Eta Carinae is very much unlike the star system we know here on Earth. In addition to being made up of two stars, it is younger, more violent, and much bigger. The system’s total brightness is five million times that of our sun.

From 1837 to 1856, Eta Carinae produced the “Great Eruption” — a stellar explosion where the larger star in the system expelled a massive amount of gas and dust all at once. Before and after this event the system could not be seen from Earth with the naked eye, but for a few days in 1843, Eta Carinae was the second-brightest star in the night sky.

These images show the place of Eta Carinae and its Homunculus Nebula within the Carina Nebula, and the image of the point of stellar wind collision within.

ESO

The Great Eruption resulted in the creation of the Homunculus Nebula, an almost dumbbell-shaped cloud of stellar gas that envelops the binary star system. Before now, astronomers were unable to peer within the nebula and image the details within, including the comparatively tiny zone where the stellar winds mingle. This area is a thousand times smaller than the Homunculus Nebula overall.

The researchers achieved this feat using ESO’s Very Large Telescope Interferometer, and resolving the image using a combination of instruments and techniques.
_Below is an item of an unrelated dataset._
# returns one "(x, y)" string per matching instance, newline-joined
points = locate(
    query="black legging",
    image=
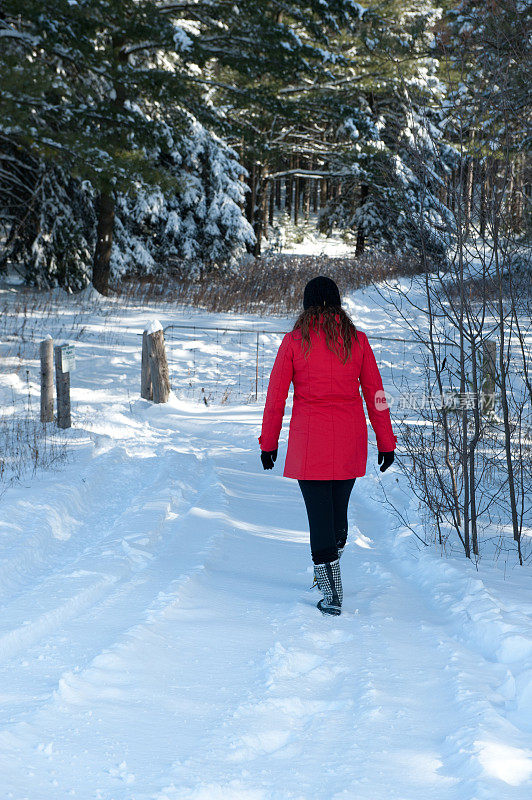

The result was the highest resolution image of the system ever produced, revealing an unexpected fan-shaped structure at the spot where the stellar winds collide. This is produced when the wind from the smaller, hotter star violently crashes with the denser material ejected from the larger star.

This work will help inform our understanding of how young, massive star systems shed material and grow smaller as they evolve over time.